Where do I even begin to describe a book like 1Q84? This was my first Murakami novel, and though I felt, at times, that certain minutiae for which he is apparently infamous (food preparation, repetitive dialogue and re-iteration of expository detail) contributed unnecessary padding to the 1157 pages, overall I found myself quite swept away in the lyricism of the writing and the surreal but precise detail in observing the world of 1Q84.
The central characters are Tengo, a cram school (assuming this is an analog to American community college?) math teacher and aspiring novelist, and Aomame, a fitness instructor and occasional silent assassin of abusive men. Though their entry points are different, they are both drawn into 1Q84, a world that is nearly identical to that present in the year 1984 — when the novel takes place — but that is also governed by fantastical elements that are invisible to the majority of people still living in 1984. Throughout the considerable length of the novel, they are eventually drawn together, and though I hesitate to consider theirs a traditional love story in any sense, it’s undeniable that the Invisible Hand of 1Q84 pushes them together due to cosmic compatibility and shared human experiences.
No novel, and certainly not this one, is immune to criticism. But I find it very hard to even approach something like it with this book because I had an experience reading it much like the one I felt while watching Eternal Sunshine of the Spotless Mind. Much as Murakami describes a distinctly different existence in the year 1Q84, I felt somewhat removed from the real world as I read the novel.
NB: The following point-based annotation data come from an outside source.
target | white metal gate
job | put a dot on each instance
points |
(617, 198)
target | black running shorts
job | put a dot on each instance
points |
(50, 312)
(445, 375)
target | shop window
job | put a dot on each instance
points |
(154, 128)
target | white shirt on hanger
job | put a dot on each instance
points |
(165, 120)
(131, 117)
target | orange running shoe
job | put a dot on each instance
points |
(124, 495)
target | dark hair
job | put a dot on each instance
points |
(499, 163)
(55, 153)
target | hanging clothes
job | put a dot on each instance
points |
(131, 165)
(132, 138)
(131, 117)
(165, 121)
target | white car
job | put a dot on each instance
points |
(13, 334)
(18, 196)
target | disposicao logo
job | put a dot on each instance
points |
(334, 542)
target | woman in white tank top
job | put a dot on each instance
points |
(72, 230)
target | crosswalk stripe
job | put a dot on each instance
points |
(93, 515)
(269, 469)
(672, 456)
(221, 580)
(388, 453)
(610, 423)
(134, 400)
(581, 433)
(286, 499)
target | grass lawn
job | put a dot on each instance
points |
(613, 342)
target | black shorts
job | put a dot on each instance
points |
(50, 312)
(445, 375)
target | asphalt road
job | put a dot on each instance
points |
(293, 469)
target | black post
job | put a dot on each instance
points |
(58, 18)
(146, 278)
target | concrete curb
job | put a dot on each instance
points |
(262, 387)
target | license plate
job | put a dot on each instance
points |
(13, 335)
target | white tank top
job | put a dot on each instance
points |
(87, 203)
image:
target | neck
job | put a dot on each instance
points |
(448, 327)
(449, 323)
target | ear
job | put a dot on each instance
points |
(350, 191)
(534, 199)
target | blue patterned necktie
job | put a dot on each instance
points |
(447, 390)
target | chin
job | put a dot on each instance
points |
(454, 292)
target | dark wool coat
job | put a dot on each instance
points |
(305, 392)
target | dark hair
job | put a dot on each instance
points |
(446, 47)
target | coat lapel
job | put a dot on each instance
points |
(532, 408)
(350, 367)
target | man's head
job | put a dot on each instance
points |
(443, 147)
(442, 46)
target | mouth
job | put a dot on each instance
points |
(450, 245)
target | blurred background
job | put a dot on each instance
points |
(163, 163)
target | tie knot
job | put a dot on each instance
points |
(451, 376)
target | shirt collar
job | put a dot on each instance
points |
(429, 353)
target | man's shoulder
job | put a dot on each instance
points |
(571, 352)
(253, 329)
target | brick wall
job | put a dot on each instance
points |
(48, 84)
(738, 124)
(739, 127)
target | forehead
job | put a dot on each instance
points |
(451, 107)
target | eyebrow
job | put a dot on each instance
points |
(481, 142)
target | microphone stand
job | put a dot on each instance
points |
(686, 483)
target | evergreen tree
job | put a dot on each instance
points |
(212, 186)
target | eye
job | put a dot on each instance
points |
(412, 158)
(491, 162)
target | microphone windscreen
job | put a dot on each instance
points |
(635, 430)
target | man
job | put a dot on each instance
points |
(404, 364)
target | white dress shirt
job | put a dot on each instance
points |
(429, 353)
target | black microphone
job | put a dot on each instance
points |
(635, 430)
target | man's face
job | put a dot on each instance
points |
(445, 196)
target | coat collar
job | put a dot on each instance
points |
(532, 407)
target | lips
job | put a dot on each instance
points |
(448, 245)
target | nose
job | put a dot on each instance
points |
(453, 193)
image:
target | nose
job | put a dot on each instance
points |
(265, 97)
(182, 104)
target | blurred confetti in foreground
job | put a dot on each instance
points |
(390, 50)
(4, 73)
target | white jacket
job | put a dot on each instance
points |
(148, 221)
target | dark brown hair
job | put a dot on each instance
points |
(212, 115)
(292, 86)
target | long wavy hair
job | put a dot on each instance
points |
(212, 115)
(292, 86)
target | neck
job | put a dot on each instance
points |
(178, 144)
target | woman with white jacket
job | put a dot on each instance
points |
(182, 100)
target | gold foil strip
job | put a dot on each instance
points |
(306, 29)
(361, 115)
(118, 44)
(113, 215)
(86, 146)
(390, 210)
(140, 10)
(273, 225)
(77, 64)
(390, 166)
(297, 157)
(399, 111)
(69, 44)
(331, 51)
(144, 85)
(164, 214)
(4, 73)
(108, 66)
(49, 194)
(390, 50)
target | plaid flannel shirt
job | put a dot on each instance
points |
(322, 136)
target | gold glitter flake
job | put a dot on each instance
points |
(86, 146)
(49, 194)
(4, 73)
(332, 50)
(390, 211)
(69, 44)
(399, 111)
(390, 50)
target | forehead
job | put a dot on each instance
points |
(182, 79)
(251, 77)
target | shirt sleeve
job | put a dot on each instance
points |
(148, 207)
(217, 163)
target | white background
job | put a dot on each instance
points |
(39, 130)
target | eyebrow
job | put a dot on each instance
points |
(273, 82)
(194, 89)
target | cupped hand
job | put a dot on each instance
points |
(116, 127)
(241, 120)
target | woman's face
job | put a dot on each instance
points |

Time bent; one hundred pages disappeared over the course of one bus commute home. I won’t be so pretentious as to suggest I was looking for glitches in the matrix everywhere as a result of finishing 1Q84, but while I was reading I was certainly wholly enveloped in the book rather than in my own body.
Your mileage may vary. Some — many — have likened this book to an interminable wank. Meta-commentary from a book editor character regarding what makes a quality novel can either seem self-congratulatory or tongue-in-cheek, depending on your reading; I read it more as the latter, since throughout Murakami breaks the editor’s “rules” several times. I wouldn’t unreservedly recommend this to just anyone considering that it is a substantial time commitment, especially during a “speed read” like the Cannonball. It is, though, a book that is sticking with me quite stubbornly since I’ve finished it in a really enjoyable way. I appreciated it immensely and rank it highly among anything I’ve read lately.